Using two published gene expression data sets as test cases, the research team found that the KL clustering method, which uses a novel measure of similarity not previously used for gene expression analysis, was superior to the most popular method, hierarchical clustering, in separating the data into dense clusters with similar patterns.
In gene expression analysis, the identification of groups of genes with similar temporal patterns of expression is usually a critical step because it provides insights into gene-gene interactions and the underlying biological processes. Experiments suggest that genes with similar function may exhibit similar temporal patterns of co-regulation.
Dr. Raj Acharya, professor and head of the Department of Computer Science and Engineering at Penn State, says that, although the study was conducted with gene data, KL clustering could be applied to any large set of temporal data.
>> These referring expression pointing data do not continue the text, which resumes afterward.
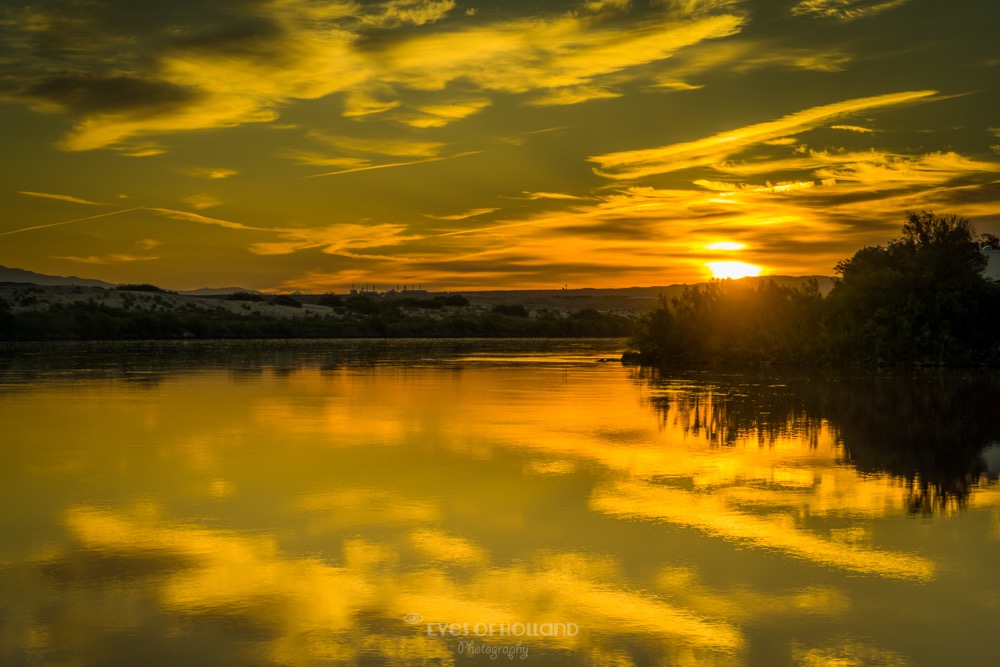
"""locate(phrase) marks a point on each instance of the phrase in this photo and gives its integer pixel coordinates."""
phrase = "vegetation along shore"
(921, 299)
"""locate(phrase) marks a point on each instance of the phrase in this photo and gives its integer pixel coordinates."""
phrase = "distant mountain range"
(9, 275)
(627, 297)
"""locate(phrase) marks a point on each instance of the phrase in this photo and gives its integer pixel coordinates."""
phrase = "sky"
(313, 145)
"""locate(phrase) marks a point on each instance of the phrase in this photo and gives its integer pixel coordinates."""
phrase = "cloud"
(334, 239)
(66, 222)
(574, 95)
(464, 215)
(203, 201)
(389, 165)
(533, 196)
(853, 128)
(395, 147)
(185, 216)
(106, 259)
(439, 115)
(67, 198)
(239, 69)
(642, 163)
(414, 12)
(845, 10)
(213, 173)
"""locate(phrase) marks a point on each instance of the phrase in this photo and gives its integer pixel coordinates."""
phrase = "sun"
(733, 269)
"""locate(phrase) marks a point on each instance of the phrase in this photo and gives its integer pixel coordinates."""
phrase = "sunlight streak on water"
(293, 511)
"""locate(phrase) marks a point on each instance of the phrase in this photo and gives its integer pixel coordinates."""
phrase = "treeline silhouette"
(920, 299)
(353, 317)
(919, 426)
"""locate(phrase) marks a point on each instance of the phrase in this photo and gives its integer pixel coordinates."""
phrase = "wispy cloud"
(390, 165)
(105, 259)
(845, 10)
(394, 147)
(67, 198)
(465, 215)
(203, 201)
(245, 68)
(66, 222)
(187, 216)
(853, 128)
(212, 173)
(534, 196)
(334, 239)
(642, 163)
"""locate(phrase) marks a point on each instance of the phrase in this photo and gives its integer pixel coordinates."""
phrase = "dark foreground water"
(488, 502)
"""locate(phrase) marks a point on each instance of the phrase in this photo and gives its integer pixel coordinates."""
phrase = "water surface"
(467, 502)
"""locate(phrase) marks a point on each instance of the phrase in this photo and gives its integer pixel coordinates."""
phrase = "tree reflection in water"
(929, 429)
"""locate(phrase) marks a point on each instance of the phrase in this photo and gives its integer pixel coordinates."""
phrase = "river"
(460, 502)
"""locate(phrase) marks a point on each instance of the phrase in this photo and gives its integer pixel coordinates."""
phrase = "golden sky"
(312, 144)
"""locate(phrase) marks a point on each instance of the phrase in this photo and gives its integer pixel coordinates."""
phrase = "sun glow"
(733, 269)
(725, 245)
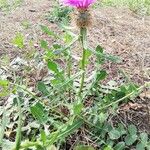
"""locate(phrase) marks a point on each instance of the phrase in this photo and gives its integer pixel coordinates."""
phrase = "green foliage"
(59, 14)
(54, 113)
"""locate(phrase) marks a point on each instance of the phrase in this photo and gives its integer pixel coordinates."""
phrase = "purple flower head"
(81, 4)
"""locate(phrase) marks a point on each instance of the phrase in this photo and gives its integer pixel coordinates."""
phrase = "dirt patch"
(119, 31)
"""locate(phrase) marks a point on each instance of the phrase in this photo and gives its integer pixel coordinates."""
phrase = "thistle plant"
(83, 21)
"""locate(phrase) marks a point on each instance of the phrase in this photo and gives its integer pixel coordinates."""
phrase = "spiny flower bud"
(83, 18)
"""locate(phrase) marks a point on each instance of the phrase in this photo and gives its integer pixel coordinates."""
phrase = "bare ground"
(119, 31)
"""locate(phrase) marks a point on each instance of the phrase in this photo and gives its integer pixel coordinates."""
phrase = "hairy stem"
(2, 130)
(18, 136)
(83, 38)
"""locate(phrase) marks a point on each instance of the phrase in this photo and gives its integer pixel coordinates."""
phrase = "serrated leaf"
(64, 131)
(99, 49)
(120, 146)
(77, 108)
(4, 83)
(38, 112)
(42, 88)
(144, 138)
(132, 129)
(101, 75)
(140, 146)
(130, 139)
(114, 134)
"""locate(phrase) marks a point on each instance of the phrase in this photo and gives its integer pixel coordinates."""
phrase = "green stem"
(4, 122)
(83, 38)
(69, 70)
(18, 136)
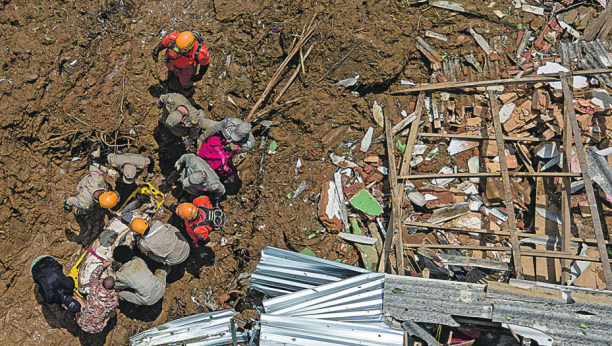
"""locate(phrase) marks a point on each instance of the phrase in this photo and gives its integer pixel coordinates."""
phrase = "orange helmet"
(187, 211)
(109, 199)
(185, 41)
(139, 225)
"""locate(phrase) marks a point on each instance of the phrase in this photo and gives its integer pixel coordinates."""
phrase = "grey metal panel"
(358, 298)
(208, 329)
(570, 315)
(280, 270)
(287, 330)
(433, 301)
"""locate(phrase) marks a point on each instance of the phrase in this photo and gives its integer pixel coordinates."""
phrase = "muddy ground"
(78, 75)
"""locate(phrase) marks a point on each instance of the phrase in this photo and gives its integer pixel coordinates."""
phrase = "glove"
(113, 173)
(156, 51)
(173, 207)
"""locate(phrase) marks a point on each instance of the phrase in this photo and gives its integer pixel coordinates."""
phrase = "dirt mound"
(76, 76)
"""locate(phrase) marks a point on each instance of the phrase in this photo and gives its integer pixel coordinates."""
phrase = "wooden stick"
(488, 175)
(526, 80)
(396, 206)
(481, 137)
(295, 73)
(566, 193)
(336, 65)
(588, 184)
(491, 232)
(280, 70)
(516, 251)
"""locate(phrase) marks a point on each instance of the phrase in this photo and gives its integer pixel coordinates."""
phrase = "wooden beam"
(504, 233)
(459, 247)
(588, 184)
(488, 175)
(566, 195)
(481, 137)
(396, 207)
(508, 81)
(516, 250)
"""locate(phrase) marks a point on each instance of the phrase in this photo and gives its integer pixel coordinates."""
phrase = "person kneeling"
(101, 302)
(163, 241)
(133, 274)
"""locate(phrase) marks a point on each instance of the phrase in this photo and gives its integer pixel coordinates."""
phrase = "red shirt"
(187, 59)
(199, 232)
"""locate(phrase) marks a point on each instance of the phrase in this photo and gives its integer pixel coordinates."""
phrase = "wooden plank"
(482, 137)
(486, 174)
(504, 233)
(459, 247)
(588, 184)
(516, 250)
(508, 81)
(566, 194)
(396, 208)
(545, 270)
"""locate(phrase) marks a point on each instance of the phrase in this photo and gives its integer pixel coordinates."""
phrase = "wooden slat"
(566, 196)
(516, 251)
(491, 232)
(486, 174)
(508, 81)
(459, 247)
(588, 184)
(396, 207)
(482, 137)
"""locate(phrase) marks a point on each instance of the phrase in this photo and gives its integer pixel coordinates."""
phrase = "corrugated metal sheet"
(358, 299)
(570, 315)
(433, 301)
(298, 331)
(280, 272)
(211, 329)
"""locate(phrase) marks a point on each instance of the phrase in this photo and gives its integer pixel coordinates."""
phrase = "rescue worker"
(57, 288)
(197, 176)
(184, 52)
(129, 165)
(200, 218)
(101, 302)
(164, 243)
(181, 118)
(134, 279)
(233, 130)
(92, 190)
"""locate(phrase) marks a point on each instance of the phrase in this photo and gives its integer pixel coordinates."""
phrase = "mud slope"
(77, 75)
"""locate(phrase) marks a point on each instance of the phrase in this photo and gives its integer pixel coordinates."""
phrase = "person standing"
(101, 302)
(56, 287)
(184, 52)
(197, 177)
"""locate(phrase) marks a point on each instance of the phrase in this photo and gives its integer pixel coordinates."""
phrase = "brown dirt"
(78, 74)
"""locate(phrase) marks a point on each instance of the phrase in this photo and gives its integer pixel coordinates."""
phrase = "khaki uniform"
(197, 176)
(180, 126)
(91, 183)
(140, 162)
(165, 244)
(215, 128)
(135, 275)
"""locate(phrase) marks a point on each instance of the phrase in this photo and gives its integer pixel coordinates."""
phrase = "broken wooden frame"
(570, 130)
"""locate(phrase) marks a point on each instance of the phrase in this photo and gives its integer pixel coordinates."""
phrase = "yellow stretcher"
(145, 189)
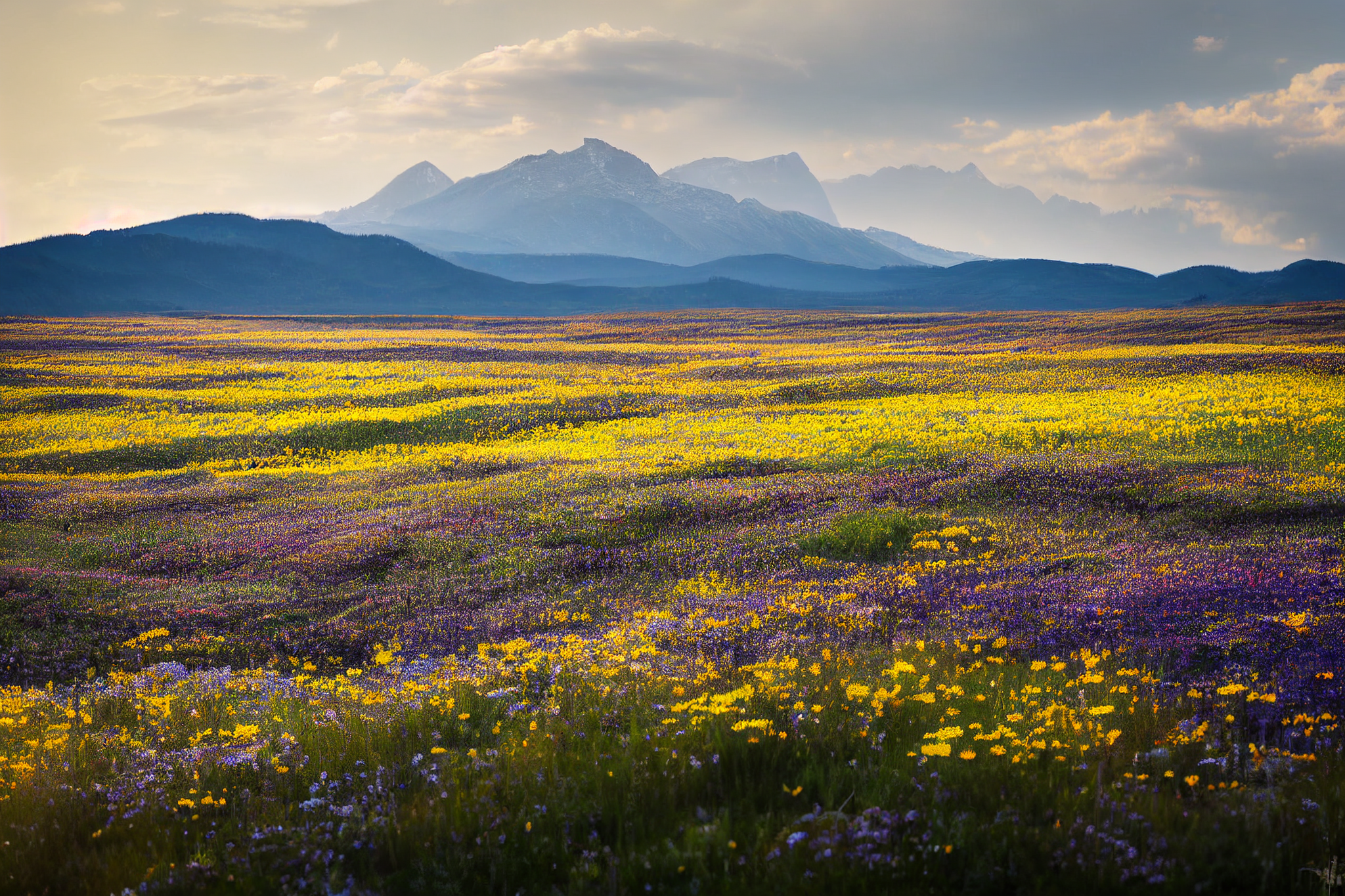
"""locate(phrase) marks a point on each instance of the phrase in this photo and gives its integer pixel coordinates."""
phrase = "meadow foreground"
(680, 603)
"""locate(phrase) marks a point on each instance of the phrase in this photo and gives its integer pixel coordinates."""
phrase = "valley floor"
(688, 602)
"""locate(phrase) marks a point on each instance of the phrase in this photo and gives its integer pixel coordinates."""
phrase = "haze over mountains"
(595, 228)
(779, 182)
(602, 200)
(414, 184)
(238, 265)
(966, 210)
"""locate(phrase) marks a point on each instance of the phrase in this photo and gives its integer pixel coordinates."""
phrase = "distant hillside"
(783, 272)
(967, 210)
(233, 264)
(414, 184)
(600, 200)
(238, 264)
(920, 251)
(783, 183)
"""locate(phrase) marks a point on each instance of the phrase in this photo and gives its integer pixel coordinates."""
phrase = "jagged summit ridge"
(604, 200)
(783, 182)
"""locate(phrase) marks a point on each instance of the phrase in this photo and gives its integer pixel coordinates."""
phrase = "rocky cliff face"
(600, 199)
(783, 183)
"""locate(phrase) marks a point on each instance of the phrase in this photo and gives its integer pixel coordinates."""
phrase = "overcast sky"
(119, 112)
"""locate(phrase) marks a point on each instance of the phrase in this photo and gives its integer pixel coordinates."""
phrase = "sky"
(121, 112)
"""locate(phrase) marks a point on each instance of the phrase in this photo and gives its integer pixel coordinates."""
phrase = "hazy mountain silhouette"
(785, 272)
(603, 200)
(919, 251)
(966, 210)
(417, 183)
(233, 264)
(783, 183)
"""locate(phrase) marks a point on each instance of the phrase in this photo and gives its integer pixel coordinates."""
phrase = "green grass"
(870, 538)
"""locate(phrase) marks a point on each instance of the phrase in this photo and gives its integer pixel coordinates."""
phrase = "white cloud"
(408, 69)
(363, 69)
(1259, 167)
(283, 15)
(591, 73)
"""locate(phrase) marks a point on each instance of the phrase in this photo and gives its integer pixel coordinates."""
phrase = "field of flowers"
(680, 603)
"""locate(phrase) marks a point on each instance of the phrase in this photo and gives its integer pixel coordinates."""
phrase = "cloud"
(135, 104)
(1259, 167)
(408, 69)
(282, 15)
(592, 73)
(363, 69)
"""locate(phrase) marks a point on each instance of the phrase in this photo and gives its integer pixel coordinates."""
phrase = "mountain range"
(778, 182)
(238, 265)
(602, 200)
(596, 228)
(965, 209)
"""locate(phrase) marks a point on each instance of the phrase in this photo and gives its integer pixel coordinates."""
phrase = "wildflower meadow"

The team published their findings in a paper, "An information theoretic approach for analyzing temporal patterns of gene expression," in the March issue of the journal, Bioinformatics. The authors are Jyotsna Kasturi, Penn State doctoral candidate, Acharya, and Dr. Murali Ramanathan, Department of Pharmaceutical Sciences, University at Buffalo, The State University of New York.
Kasturi explains, "We wanted gene expression data with similar patterns to be put in the same cluster with as little variation as possible, which implies dense clusters."
The team also used the Davies-Bouldin cluster validity index as a primary measure of quality as well as a statistical measure using the chi-square test to assess similarity between the clusters obtain by the different methods.